Por Jason Lange e Nolan D. McCaskill
WASHINGTON, 9 Jun (Reuters) - Poucos norte-americanos abandonariam o candidato de seu partido por causa de controvérsias como a tatuagem com ligações nazistas do democrata Graham Platner, no Maine, ou a acusação de fraude contra o republicano Ken Paxton, no Texas, de acordo com uma nova pesquisa da Reuters/Ipsos, que evidencia as profundas divisões partidárias que tornam a vitória eleitoral crucial.
Dois terços dos entrevistados alinhados a um partido afirmaram que, às vezes, precisam votar em um candidato de quem não gostam apenas para impedir que o outro partido chegue ao poder, de acordo com a pesquisa realizada ao longo de seis dias e concluída na segunda-feira.
Esse princípio será posto à prova em eleições primárias do Maine nesta terça-feira, quando o produtor de ostras democrata Platner espera se tornar candidato a uma vaga no Senado considerada crucial para as esperanças dos democratas de conquistar a maioria naquela câmara em novembro.
Em uma pesquisa nacional, apenas 17% dos democratas que conhecem Platner disseram que sua tatuagem de uma caveira com ossos cruzados no estilo nazista os impediria de votar nele se pudessem votar na eleição do Maine.

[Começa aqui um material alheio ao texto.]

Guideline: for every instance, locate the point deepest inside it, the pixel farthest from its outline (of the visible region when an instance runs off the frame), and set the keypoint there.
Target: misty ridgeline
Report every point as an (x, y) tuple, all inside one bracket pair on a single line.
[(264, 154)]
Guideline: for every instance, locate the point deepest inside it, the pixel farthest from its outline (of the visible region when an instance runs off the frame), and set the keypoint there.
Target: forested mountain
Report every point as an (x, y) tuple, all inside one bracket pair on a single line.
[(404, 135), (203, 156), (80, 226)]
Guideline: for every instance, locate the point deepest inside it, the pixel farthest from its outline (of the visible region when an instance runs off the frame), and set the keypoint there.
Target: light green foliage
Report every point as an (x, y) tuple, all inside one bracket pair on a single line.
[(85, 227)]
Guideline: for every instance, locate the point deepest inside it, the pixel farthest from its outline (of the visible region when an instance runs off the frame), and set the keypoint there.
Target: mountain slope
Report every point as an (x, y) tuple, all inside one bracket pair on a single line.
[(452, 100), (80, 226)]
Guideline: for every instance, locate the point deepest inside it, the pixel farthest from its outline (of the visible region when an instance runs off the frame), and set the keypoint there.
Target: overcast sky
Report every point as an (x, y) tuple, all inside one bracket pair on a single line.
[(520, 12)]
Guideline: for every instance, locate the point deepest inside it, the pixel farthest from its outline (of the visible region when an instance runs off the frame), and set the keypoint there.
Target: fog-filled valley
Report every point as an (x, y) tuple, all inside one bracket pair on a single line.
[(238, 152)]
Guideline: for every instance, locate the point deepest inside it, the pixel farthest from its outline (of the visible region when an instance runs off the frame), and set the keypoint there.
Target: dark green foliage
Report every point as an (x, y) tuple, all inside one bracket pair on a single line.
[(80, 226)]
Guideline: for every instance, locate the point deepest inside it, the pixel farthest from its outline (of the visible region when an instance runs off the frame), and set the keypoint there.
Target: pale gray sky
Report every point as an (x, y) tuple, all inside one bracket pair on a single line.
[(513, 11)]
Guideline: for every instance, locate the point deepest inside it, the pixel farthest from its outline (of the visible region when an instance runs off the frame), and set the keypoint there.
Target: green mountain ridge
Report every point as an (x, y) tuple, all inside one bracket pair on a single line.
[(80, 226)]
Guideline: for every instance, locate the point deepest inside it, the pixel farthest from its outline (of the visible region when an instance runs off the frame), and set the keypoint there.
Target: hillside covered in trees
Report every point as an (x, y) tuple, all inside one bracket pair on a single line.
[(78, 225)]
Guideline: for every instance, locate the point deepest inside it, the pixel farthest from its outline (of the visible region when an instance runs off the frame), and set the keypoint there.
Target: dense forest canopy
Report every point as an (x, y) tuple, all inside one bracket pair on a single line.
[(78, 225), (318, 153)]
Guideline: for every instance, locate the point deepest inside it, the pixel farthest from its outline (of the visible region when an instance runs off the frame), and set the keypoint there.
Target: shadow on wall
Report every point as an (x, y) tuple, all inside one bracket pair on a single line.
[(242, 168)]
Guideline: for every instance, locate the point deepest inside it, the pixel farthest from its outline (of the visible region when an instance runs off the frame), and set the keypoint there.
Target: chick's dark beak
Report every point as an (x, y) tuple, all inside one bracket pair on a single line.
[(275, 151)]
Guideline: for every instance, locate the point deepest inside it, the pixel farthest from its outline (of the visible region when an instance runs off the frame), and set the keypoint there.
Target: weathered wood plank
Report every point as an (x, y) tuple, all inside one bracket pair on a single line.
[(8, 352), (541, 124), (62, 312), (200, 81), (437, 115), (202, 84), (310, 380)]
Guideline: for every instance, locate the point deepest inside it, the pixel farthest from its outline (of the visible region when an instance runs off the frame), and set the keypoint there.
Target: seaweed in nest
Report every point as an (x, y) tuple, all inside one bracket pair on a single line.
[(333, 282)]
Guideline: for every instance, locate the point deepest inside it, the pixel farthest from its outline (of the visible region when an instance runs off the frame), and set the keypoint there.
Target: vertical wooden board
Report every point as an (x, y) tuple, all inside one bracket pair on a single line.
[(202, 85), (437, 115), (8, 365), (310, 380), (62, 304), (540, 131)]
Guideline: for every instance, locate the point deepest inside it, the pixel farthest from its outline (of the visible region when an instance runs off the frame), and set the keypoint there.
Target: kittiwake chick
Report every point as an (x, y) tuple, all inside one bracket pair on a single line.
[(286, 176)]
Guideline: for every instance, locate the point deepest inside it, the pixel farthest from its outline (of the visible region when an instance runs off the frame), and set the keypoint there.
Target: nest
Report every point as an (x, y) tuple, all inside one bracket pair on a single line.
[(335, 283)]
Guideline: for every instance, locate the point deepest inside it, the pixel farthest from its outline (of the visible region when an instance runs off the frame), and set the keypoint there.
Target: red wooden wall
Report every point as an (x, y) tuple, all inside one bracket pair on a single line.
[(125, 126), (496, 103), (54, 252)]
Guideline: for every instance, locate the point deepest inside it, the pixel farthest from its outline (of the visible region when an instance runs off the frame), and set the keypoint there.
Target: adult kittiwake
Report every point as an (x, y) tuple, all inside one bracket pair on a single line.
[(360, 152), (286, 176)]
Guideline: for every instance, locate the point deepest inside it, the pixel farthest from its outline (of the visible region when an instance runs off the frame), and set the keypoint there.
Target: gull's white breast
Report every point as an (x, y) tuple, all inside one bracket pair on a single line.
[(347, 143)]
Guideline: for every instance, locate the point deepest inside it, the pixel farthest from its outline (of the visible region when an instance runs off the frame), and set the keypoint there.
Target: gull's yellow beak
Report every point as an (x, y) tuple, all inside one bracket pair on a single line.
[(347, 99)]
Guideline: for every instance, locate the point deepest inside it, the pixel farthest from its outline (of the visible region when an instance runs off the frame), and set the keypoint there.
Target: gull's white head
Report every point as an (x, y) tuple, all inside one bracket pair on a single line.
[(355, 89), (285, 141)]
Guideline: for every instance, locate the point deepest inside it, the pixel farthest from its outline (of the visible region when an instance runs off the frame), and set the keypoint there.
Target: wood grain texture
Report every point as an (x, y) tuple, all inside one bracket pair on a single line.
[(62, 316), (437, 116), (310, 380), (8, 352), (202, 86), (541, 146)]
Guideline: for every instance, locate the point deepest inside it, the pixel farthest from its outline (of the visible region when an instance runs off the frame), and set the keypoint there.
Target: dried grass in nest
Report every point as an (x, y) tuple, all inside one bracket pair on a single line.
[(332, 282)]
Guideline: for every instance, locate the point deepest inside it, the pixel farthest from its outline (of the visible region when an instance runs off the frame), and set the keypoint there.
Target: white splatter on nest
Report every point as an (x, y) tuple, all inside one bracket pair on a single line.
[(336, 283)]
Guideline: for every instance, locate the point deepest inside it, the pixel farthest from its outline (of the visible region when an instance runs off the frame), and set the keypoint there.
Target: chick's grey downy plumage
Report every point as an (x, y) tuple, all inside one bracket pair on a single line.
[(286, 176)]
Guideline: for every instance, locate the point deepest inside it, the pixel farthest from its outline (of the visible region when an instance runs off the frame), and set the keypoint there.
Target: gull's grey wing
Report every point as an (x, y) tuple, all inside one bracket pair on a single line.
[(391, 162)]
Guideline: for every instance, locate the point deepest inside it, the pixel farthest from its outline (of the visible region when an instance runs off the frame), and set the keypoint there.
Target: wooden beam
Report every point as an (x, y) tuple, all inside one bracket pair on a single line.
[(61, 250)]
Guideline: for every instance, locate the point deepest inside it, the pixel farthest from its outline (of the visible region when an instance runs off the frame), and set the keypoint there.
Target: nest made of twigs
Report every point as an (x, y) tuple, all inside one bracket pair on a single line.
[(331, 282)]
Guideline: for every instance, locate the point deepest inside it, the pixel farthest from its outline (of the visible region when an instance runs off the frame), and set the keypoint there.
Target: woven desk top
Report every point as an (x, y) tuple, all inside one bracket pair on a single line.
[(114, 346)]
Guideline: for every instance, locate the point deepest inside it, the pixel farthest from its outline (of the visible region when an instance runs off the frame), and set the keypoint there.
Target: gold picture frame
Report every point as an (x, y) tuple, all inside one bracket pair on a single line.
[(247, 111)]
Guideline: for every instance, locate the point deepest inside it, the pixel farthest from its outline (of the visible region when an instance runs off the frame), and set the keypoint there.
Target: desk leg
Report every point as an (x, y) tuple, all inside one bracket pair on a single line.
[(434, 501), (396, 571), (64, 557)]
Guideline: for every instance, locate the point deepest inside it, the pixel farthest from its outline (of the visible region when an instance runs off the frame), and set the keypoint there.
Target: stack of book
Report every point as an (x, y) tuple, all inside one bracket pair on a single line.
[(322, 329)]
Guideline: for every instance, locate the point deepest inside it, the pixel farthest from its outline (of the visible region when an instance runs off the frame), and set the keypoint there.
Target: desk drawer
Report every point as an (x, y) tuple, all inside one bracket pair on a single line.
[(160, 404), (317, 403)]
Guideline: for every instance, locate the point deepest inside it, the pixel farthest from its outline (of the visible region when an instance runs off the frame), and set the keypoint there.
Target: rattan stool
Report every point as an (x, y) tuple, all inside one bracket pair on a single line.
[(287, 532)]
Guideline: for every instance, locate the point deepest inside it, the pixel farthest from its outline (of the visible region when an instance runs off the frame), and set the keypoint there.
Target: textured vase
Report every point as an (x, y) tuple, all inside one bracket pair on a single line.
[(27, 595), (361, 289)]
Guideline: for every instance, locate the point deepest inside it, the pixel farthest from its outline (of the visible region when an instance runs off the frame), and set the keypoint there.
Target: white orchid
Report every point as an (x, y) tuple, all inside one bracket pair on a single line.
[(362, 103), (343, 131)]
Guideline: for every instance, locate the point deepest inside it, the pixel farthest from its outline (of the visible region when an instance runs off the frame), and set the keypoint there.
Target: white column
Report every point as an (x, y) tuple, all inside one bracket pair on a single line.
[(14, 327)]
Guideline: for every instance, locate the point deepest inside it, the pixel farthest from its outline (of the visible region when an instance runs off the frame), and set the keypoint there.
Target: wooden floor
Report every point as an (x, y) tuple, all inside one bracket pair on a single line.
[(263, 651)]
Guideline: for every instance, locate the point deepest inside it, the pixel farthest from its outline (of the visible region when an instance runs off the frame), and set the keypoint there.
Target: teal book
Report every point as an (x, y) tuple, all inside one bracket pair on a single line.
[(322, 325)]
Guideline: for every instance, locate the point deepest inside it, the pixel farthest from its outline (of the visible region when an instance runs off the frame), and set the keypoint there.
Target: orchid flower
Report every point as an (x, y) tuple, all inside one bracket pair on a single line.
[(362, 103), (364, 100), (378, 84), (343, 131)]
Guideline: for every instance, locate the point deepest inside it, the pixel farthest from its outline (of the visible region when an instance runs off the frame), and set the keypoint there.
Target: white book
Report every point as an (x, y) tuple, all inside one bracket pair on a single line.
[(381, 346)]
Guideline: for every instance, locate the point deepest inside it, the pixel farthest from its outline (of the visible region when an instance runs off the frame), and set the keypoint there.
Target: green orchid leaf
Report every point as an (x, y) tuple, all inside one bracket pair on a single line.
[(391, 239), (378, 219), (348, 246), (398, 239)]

A mesma porcentagem de republicanos em todo o país disse que se absteria de votar no procurador-geral do Texas, Paxton, que foi indiciado há uma década sob a acusação de fraudar investidores, se pudessem votar na eleição para o Senado do Estado em novembro.
Qualquer uma das eleições pode ajudar a determinar qual partido controla o Senado, onde os republicanos detêm atualmente uma maioria de 53 a 47. As campanhas de Platner e Paxton não responderam aos pedidos de comentário.
A pesquisa reuniu respostas de 4.531 adultos dos EUA em todo o país, incluindo 546 democratas familiarizados com Platner e 712 republicanos familiarizados com Paxton. Ela teve uma margem de erro de 2 pontos percentuais para os entrevistados em geral e de 4 pontos para republicanos e democratas familiarizados com os dois candidatos.
MENOR DE DOIS MALES
Cerca de 76% dos entrevistados, incluindo proporções semelhantes de democratas e republicanos, disseram que muitas vezes tiveram que votar no menor dos dois males nas eleições dos EUA.
Platner pediu desculpas pela tatuagem no peito, que, segundo ele, fez enquanto bebia com pares fuzileiros navais há quase duas décadas. Ele disse que não sabia que o desenho da tatuagem estava associado aos nazistas e a cobriu com outra tatuagem no ano passado, após lançar sua campanha.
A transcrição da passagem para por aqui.